Apologies for the terse replies: I'm on a mobile. There's no reason to merge this any time soon. As it is, I need to use a slightly bespoke version anyway, which randomises the node IDs (otherwise locating isomorphic nodes is biased towards the input order). I just imagine that if I find a function like this useful for analysing the tree sequence as a graph, others might too. So it's probably worth having a similar function in the API. But as you say, worth doing the due diligence first. I'm in no hurry either way.
OK - since we're making quite a big decision here (what's the graph representation of a tree sequence) @hyanwong, I think it would be better if you used the version you have for your own work, and we took our time with this. The Tree version is much simpler and we don't worry about round tripping it because there's no way of creating a Tree on it's own anyway. The TreeSequence is the core data structure.
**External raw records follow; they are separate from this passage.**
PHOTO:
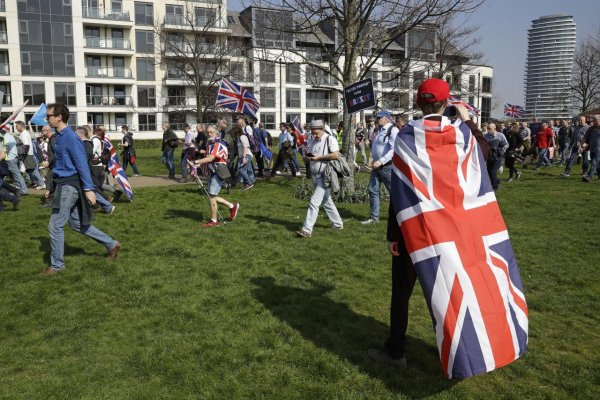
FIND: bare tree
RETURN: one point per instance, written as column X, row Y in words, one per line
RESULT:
column 344, row 39
column 196, row 51
column 584, row 85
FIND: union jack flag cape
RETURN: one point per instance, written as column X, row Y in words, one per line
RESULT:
column 457, row 100
column 116, row 171
column 459, row 246
column 512, row 110
column 233, row 96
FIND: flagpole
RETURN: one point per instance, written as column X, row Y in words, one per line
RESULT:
column 14, row 115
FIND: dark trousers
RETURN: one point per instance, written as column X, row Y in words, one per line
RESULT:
column 509, row 162
column 283, row 156
column 403, row 283
column 260, row 164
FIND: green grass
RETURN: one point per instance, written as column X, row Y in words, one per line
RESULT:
column 249, row 311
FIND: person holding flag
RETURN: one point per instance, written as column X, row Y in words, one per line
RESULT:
column 216, row 159
column 445, row 227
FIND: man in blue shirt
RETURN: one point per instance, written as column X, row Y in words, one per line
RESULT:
column 73, row 191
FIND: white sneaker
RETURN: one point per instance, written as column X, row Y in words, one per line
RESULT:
column 369, row 221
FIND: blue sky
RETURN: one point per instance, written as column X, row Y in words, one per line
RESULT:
column 503, row 32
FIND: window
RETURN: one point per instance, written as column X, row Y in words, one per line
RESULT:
column 292, row 98
column 205, row 16
column 144, row 14
column 65, row 93
column 34, row 92
column 267, row 97
column 173, row 15
column 146, row 96
column 5, row 87
column 268, row 119
column 267, row 71
column 145, row 69
column 486, row 85
column 144, row 41
column 147, row 122
column 292, row 73
column 486, row 109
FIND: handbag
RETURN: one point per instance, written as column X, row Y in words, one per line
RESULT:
column 222, row 171
column 29, row 162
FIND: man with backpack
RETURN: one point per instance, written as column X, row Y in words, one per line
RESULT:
column 322, row 148
column 382, row 150
column 497, row 144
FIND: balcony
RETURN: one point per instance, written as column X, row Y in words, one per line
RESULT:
column 109, row 101
column 108, row 72
column 101, row 13
column 321, row 103
column 107, row 43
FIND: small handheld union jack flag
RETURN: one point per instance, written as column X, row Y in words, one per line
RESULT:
column 512, row 110
column 233, row 96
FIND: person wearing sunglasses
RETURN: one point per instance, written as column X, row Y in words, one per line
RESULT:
column 74, row 191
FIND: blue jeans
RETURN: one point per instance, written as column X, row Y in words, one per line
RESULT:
column 68, row 212
column 321, row 197
column 378, row 176
column 184, row 166
column 595, row 155
column 167, row 159
column 246, row 171
column 15, row 174
column 542, row 157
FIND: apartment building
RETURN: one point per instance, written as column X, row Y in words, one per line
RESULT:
column 115, row 62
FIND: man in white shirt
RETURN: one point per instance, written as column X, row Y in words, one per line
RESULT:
column 34, row 174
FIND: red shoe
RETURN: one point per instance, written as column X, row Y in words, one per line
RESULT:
column 210, row 224
column 233, row 211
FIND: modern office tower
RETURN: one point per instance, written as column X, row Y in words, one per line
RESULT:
column 550, row 52
column 107, row 61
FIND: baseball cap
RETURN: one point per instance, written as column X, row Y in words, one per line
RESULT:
column 384, row 113
column 433, row 90
column 317, row 124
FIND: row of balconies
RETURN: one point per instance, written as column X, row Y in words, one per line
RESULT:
column 101, row 13
column 109, row 72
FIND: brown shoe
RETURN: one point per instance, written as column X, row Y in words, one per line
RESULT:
column 50, row 271
column 112, row 254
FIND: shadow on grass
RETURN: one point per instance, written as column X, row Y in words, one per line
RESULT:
column 336, row 328
column 69, row 250
column 288, row 224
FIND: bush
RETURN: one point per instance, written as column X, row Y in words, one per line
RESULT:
column 360, row 195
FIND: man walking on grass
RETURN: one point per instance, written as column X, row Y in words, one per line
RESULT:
column 73, row 192
column 322, row 149
column 216, row 159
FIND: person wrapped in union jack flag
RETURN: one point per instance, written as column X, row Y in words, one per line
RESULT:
column 216, row 158
column 445, row 228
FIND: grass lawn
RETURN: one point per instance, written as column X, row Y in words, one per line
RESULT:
column 249, row 311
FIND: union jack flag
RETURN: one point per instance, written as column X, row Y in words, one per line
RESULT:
column 459, row 246
column 116, row 171
column 470, row 107
column 233, row 96
column 512, row 110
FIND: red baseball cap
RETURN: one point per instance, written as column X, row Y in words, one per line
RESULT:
column 433, row 90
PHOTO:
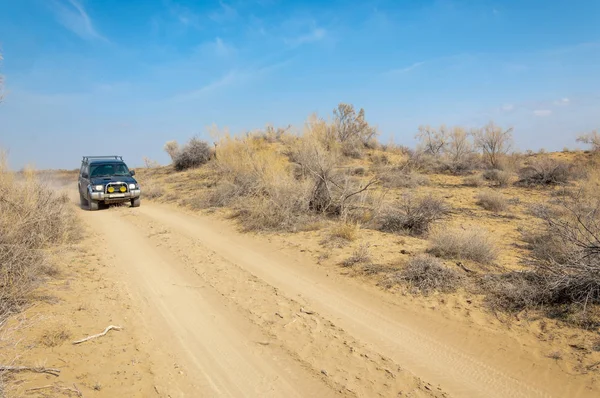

So, I think we can mark this as a draft?
So, I think we can mark this as a draft?
Done.
FWIW I don't think as_dict_of_dict should be the "canonical" graph representation of a TS. I think this only needs to be a function used for reading a specific format into NetworkX. We shouldn't claim anything grander about it. If we want a canonical format we could just use .__dict__() (or something) instead.
Could we update this method to return the representation I'm advocating for here @hyanwong? https://github.com/tskit-dev/tskit/discussions/2068#discussioncomment-1821721
I think it's better to annotate the nodes with their time, and the edges with intervals, rather than making a multigraph with branch lengths like we have here. Making the multigraph version for viz should be simple enough as a post-processing step.
Could we update this method to return the representation I'm advocating for here @hyanwong? #2068 (reply in thread)
I haven't figured out how to use the "dict_of_dicts" version to allocate attributes (like time) to nodes. So maybe this isn't the right way anyway?
I think it's better to annotate the nodes with their time, and the edges with intervals, rather than making a multigraph with branch lengths like we have here. Making the multigraph version for viz should be simple enough as a post-processing step.
Hmm, is that true. Isn't it just as easy to go from multigraph -> graph as the other way round?